Quattro mosse per sprecare meno
La prima è banale e per questo efficace: chiedersi se serva davvero l’IA. “Chiedere a ChatGPT cosa mi metto oggi o che tempo farà è come prendere il Concorde per andare al supermercato”, commenta Günter Klambauer, esperto di IA dell’Università Johannes Kepler in Austria. Lo stesso vale per le sintesi automatiche nei motori di ricerca. “Se cerchi solo un articolo specifico, disattivare quella funzione può far risparmiare parecchia energia”, spiega Udit Gupta della Cornell Tech di New York. Basta selezionare “Solo risultati web” oppure aggiungere “-ai” nella stringa di ricerca.
La seconda riguarda la taglia. Chi usa l’IA per compiti ripetitivi come traduzioni o riassunti può passare a modelli più piccoli e specializzati, disponibili gratis su piattaforme come Hugging Face. In uno studio del 2025 pubblicato dall’UNESCO, Drobnjak ha confrontato modelli ridotti, tra cui “opus mt en es” per le traduzioni, con Llama 3.1 di Meta: consumo da 15 a 50 volte inferiore e risultati qualitativamente migliori sui compiti per cui erano stati progettati. Abbandonare i modelli giganti ha portato a un taglio del 90% dei consumi complessivi. Come sintetizza Gupta, non serve un modello da mille miliardi di parametri per sistemare una email.

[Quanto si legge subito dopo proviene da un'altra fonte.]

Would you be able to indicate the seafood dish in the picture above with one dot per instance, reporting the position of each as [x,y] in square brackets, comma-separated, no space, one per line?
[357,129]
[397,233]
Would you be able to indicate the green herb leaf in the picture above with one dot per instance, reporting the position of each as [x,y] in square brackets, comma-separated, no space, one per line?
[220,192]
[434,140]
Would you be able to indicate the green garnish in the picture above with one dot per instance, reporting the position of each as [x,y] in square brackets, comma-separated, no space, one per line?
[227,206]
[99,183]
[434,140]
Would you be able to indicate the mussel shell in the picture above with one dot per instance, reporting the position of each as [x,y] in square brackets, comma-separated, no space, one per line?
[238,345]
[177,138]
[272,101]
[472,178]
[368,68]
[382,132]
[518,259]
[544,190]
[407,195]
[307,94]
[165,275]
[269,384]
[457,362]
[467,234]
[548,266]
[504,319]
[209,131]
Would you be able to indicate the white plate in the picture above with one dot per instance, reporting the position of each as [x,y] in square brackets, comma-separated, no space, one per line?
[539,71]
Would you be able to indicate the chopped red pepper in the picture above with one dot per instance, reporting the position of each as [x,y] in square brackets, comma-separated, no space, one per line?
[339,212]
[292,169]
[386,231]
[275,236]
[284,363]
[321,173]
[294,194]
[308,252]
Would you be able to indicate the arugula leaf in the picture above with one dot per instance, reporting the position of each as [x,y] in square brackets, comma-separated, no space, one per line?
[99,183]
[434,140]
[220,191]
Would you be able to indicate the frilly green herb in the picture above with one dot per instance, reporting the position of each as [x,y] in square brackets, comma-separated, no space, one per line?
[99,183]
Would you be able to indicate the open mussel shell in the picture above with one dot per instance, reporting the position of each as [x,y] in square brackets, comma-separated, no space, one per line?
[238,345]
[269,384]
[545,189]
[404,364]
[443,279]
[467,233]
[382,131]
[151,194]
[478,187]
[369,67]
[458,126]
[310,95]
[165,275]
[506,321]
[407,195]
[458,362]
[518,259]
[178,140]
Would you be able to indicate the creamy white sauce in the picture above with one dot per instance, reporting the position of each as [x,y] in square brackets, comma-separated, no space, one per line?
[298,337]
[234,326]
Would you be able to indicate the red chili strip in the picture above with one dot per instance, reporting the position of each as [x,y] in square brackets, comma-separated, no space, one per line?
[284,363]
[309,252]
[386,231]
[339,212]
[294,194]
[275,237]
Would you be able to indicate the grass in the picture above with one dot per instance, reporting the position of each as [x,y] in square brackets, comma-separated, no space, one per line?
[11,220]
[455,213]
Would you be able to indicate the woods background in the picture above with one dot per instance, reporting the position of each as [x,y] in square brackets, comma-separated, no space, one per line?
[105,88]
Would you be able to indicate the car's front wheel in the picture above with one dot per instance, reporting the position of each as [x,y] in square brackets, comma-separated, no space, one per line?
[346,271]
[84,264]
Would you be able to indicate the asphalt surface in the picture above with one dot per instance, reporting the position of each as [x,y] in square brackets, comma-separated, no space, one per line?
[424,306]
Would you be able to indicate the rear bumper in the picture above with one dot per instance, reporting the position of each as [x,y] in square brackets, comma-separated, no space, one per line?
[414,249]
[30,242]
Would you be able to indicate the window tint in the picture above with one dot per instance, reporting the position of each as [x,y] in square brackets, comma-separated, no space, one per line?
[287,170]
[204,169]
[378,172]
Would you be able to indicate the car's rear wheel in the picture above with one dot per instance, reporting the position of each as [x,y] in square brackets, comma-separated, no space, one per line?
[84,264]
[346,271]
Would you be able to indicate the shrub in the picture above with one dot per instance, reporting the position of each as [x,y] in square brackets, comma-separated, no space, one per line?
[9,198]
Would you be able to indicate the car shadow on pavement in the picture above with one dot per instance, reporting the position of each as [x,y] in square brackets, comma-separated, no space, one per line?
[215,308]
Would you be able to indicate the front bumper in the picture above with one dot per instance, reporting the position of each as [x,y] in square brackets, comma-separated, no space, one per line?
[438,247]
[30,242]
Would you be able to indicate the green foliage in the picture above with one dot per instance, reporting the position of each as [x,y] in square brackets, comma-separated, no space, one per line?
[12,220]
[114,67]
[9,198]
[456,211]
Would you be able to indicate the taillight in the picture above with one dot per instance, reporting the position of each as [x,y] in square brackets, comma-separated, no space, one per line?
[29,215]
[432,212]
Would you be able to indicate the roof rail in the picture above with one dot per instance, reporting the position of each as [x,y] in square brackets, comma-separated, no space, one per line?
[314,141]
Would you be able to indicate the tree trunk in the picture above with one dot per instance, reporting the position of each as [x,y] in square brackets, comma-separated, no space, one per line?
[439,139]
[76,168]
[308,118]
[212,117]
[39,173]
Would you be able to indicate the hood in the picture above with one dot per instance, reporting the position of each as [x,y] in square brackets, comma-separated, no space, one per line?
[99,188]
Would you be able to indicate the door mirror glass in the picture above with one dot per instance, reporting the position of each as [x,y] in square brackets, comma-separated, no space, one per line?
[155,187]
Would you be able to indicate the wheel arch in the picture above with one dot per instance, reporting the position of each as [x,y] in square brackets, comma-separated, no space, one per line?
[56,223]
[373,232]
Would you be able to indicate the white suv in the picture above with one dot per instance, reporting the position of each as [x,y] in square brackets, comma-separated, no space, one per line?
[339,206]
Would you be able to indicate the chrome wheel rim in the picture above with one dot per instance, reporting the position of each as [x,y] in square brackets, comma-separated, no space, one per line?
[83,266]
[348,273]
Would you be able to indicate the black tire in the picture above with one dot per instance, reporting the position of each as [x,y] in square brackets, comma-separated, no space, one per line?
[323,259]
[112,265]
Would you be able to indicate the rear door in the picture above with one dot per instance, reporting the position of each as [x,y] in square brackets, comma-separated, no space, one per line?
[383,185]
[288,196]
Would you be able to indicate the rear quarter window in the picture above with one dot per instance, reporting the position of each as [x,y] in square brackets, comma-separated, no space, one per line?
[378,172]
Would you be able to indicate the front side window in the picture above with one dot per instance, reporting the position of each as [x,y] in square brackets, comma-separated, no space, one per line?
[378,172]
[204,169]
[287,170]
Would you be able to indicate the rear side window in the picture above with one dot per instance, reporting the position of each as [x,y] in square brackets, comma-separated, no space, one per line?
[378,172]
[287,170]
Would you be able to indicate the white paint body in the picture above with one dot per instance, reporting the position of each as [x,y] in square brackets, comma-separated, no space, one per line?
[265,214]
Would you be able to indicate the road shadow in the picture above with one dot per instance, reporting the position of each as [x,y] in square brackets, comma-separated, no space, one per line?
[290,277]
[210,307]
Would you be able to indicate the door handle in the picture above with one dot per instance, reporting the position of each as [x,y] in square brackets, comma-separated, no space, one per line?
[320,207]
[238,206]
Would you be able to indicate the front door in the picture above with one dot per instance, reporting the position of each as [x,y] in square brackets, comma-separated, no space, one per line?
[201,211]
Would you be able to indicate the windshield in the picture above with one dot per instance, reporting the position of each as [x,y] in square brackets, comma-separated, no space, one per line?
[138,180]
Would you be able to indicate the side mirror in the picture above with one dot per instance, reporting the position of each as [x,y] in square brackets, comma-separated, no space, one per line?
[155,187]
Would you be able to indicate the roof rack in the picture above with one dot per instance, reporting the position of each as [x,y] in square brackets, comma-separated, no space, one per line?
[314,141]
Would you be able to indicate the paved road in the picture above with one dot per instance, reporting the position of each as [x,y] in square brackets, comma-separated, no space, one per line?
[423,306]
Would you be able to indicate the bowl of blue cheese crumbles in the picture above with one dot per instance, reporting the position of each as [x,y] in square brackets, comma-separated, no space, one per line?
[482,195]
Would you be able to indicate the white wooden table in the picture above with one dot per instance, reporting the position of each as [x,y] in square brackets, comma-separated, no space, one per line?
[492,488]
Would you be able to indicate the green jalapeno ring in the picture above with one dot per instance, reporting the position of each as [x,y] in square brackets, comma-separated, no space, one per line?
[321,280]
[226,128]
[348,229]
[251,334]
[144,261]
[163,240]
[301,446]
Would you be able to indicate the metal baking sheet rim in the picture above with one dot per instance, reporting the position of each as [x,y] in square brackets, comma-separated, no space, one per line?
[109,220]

Terza mossa, tenere a freno la loquacità. Mosharaf Chowdhury, dell’Università del Michigan, ha misurato i consumi dei modelli pubblici e ha notato che quelli più “chiacchieroni” bruciano più energia. Una versione di Qwen, sviluppato da Alibaba Cloud, in modalità ragionamento genera circa dieci volte più parole rispetto alla modalità conversazione normale. Chiedere risposte brevi o imporre un limite di parole funziona: nello studio UNESCO il consumo di Llama è sceso del 50% dimezzando l’output richiesto, mentre accorciare la domanda ha portato appena un 5% di risparmio. “È la dimensione della risposta a determinare la spesa energetica”, osserva Drobnjak, che ha collaborato con la città di San Francisco su indicazioni pratiche come “massimo cinque punti”.
Quarta, immagini e video. Generarli costa ordini di grandezza in più rispetto al testo, perché significa iterare milioni di pixel molte volte, rielaborando ogni volta l’immagine intera. Meglio la bassa risoluzione e, per i video, lavorare a lotti.